Graduate recruitment in UK returns to pre-recession high

Graduate recruitment in UK returns to pre-recession high

A new report from research firm High Fliers shows that the graduate recruitment market has returned to pre-recession levels.

Graduates have faced some fairly testing times in the years since the financial crisis took hold. Employment prospects slackened for a while, but a recent flurry of positive data has suggested that the market is getting back on its feet. In fact, a new report from research company High Fliers shows that the UK’s graduate job market is actually back at its pre-recession peak.

The Graduate Market in 2014 shows that organisations that appeared in The Times Top 100 Graduate Employers rose by 2.5 per cent in 2013 from the previous year. That more than reversed the 0.8 per cent decline seen in 2012 and left graduate opportunities performing strongly overall.

 

Another 8.7 per cent more entry-level roles are expected to be on offer this year than in 2013 – the biggest leap for four years, which takes this year’s graduate recruitment to its highest level since 2007.

Perhaps unsurprisingly, accounting and professional services firms continue to perform strongly, with PwC and Deloitte taking second and third place respectively on the list of the biggest graduate recruiters.

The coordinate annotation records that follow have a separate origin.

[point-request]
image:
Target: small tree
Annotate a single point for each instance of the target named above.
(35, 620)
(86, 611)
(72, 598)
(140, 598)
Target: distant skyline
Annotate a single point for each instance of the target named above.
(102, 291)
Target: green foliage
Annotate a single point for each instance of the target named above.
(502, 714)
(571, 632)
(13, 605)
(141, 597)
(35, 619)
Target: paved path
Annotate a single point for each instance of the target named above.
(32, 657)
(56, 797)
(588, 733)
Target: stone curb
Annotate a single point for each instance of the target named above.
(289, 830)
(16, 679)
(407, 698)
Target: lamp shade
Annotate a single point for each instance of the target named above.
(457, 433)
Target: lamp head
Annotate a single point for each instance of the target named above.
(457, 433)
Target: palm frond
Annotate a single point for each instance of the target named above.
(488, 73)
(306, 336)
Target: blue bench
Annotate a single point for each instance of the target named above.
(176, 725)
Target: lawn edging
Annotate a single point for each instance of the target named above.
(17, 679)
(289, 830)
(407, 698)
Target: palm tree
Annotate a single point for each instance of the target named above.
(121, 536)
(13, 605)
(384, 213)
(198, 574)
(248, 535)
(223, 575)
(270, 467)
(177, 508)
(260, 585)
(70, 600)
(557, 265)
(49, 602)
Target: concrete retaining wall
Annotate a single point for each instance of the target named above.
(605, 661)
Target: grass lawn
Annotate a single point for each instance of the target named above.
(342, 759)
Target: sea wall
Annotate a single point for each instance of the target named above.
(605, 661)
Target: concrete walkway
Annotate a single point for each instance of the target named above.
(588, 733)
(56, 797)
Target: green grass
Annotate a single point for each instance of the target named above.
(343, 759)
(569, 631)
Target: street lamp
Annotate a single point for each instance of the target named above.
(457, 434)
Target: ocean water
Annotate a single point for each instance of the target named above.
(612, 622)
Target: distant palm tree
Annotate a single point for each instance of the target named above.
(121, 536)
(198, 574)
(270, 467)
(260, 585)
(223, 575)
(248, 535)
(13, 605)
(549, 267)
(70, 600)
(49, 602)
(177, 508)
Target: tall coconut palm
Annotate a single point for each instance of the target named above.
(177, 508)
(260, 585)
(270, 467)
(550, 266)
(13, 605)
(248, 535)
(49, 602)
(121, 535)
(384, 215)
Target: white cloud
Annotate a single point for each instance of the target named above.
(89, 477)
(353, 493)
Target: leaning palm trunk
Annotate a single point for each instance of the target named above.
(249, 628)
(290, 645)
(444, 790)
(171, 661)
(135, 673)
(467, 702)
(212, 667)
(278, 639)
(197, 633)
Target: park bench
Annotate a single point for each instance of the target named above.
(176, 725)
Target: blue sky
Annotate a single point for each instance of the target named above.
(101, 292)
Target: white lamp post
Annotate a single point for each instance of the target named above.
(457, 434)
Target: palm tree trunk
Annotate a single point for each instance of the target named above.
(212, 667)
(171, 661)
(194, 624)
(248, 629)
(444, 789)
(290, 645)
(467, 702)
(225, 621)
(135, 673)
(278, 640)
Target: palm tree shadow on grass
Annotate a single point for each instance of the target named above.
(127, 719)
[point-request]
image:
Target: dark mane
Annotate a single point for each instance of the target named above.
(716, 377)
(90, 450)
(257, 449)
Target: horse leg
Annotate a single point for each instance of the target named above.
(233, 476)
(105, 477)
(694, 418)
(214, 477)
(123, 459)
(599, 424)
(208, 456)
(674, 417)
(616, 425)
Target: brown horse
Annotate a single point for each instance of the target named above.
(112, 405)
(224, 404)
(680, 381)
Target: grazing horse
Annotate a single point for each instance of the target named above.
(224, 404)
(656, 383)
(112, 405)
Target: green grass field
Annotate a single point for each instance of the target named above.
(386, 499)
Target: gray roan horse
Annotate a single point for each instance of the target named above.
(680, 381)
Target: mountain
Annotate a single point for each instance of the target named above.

But public sector employers actually led the way in vacancy growth, indicating that budget cuts in some departments have not filtered down into their talent pipelines.

Meanwhile, the largest salaries on offer at these top employers are found in investment banks, with median pay standing at £45,000 per year. Law firms took second place at £39,000, while banking and finance and oil and energy companies offered a median £33,000 and £32,500 a year.

 

Crucially, the competition for roles at these top companies remained fierce, and experience appears to be the key. A record 11,819 places are available on paid work work experience programmes at four out of five top employers, and they are increasingly making opportunities available for first and penultimate-year students.

A record 37 per cent of new graduates were hired directly from work experience undertaken at the company, the report found, indicating the importance of gaining insight into different employers and roles. However, more than half the recruiters said that without any experience at all, graduates are unlikely to get through the selection process and stand little to no chance of being offered a job.